Select to view content in your preferred language

How to make this extraction process faster

754
6
03-08-2012 02:07 PM
zhengniu1
Deactivated User
I have a point shapefile wihch has 527k data points.
1st step: I am trying to create a 4 meters buffer at each points to find its neighbours and corresponding information (such as X, Y, direction) within the buffer.
2nd step: To identify the points which fall in the overlapping area of two or more buffer, and assign them to their real buffer by comparing distances to each buffer's center
3rd step:  Using all points (including the focal point) within the buffer to calculate average position (avg_X and avg_Y) and avg_Direction.
4th step: change the buffer point's x, y and direction to the avg_X, avg_Y, and avg_Direction.

Following code is for the 1st step


import arcpy, math
arcpy.env.workspace = r'C:\TempArcGISCalculate\TempFile\TestforReadingFile'
arcpy.env.overwriteOutput=True
ptfc = 'Section01_SplitedTrips.shp'
arcpy.MakeFeatureLayer_management(ptfc,'section01pts')
arcpy.Buffer_analysis(ptfc,'in_memory/Section01Buffer','4 meters')

arcpy.MakeFeatureLayer_management('in_memory/Section01Buffer','S1buffer')
#Cut out points inside each buffer
rows = arcpy.SearchCursor('in_memory/Section01Buffer')
row = rows.next()
count = 1

try:
    while row:
        selPoly =arcpy.SelectLayerByAttribute_management('S1buffer',"NEW_SELECTION","\"FID\"="+str(row.FID))

        selPts = arcpy.SelectLayerByLocation_management('section01pts',"WITHIN",selPoly, 0, "NEW_SELECTION")

        curs = arcpy.SearchCursor(selPts)
        for cur in curs:
            print count, cur.getValue('LON_X')," ", cur.getValue('LAT_Y')," ", cur.getValue('InitialBea')," ", cur.getValue('Trace')," ", row.getValue('LON_X'), " ", row.getValue('LAT_Y'), " ", row.getValue('Trace')

        del cur,curs
        row =rows.next()
        count = count + 1

   del row, rows    
except Exception, e:
    #If an error occurred, print line number and error message
    import traceback, sys
    tb = sys.exc_info()[2]
    print "line %i" % tb.tb_lineno
    print e.message        


    

Q1: Is it possible to make this process faster? it is ok for dataset which has row less than 1000, but takes longer as more date involved
Q2: When I add " print arcpy.AddMessage("Elapsed time: " + str(time.clock() - beginTime))" before "del row, rows", It always tells below.
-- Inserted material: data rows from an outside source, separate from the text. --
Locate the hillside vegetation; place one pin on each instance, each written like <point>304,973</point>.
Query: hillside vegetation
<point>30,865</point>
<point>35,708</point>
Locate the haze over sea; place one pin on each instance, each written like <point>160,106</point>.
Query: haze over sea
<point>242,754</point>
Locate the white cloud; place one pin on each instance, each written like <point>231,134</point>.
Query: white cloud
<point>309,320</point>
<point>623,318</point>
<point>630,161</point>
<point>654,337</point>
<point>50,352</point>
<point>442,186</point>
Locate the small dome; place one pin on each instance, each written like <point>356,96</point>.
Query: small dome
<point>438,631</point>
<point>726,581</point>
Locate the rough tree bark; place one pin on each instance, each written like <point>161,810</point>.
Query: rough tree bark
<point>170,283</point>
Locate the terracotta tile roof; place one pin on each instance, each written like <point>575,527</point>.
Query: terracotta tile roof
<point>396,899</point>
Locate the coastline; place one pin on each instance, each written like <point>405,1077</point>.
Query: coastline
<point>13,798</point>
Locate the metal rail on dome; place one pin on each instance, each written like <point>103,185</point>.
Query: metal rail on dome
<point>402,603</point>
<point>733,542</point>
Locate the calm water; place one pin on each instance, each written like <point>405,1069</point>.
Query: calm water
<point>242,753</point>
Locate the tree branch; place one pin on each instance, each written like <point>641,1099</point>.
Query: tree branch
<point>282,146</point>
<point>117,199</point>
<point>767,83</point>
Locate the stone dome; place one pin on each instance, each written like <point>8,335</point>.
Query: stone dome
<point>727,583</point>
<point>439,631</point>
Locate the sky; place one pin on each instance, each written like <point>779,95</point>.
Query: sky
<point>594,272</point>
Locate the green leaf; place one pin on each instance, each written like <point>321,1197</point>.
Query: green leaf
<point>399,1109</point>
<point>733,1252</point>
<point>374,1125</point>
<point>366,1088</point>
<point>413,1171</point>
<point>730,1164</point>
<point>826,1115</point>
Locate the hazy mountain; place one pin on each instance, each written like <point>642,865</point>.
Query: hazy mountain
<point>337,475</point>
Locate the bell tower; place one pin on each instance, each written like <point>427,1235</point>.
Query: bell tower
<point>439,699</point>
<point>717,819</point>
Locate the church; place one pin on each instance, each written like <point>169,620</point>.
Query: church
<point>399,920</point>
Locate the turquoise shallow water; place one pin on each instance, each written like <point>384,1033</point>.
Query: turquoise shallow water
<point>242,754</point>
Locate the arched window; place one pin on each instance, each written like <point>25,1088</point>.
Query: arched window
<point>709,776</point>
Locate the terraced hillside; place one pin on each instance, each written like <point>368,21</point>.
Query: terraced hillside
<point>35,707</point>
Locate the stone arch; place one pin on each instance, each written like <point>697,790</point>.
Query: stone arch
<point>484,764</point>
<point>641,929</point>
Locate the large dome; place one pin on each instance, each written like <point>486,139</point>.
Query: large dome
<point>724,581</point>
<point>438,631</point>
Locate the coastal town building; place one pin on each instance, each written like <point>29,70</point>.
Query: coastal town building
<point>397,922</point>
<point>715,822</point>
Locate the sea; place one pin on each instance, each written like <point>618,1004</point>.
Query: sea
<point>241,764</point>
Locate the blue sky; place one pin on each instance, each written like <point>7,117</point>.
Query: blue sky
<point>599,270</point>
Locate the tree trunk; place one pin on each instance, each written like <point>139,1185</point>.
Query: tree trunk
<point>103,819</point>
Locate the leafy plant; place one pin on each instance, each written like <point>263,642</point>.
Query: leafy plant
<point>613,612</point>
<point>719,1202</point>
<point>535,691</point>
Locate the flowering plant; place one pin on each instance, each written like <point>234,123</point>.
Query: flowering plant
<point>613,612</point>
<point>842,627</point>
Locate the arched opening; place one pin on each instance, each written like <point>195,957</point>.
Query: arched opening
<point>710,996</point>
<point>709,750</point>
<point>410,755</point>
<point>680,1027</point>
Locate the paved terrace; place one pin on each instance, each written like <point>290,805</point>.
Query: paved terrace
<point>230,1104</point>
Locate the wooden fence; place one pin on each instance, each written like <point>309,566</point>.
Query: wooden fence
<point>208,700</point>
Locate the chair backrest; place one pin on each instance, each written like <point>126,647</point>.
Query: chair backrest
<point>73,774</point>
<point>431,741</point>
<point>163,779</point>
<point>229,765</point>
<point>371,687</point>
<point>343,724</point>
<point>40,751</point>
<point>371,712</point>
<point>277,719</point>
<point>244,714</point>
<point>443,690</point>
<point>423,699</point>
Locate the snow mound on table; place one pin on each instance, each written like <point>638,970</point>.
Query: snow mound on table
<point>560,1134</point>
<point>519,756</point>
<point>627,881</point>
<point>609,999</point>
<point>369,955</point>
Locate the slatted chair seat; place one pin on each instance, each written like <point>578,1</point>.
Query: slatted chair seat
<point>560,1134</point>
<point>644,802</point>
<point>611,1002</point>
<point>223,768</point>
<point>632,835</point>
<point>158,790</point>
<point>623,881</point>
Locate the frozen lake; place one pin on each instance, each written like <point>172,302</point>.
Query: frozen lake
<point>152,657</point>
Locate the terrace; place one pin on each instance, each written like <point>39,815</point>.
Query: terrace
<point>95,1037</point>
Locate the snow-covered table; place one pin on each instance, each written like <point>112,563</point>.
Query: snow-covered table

This command used to be ok for my previous script.
Traceback (most recent call last):
  File "C:\Python26\ArcGIS10.0\Lib\site-packages\pythonwin\pywin\framework\scriptutils.py", line 312, in RunScript
    exec codeObject in __main__.__dict__
  File "C:\TempArcGISCalculate\PythonScript\SelectbyLocation.py", line 31, in <module>
    arcpy.AddMessage("Elapsed time: " + str(time.clock() - beginTime))
NameError: name 'time' is not defined
Tags (2)
0 Kudos
6 Replies
ChrisSnyder
Honored Contributor
Anything is possible...

Can you give a narative description of what this code is doing? Looks like it is attempting to define some sort of 'spatial association' - like identifying the points within the buffer of a polygon.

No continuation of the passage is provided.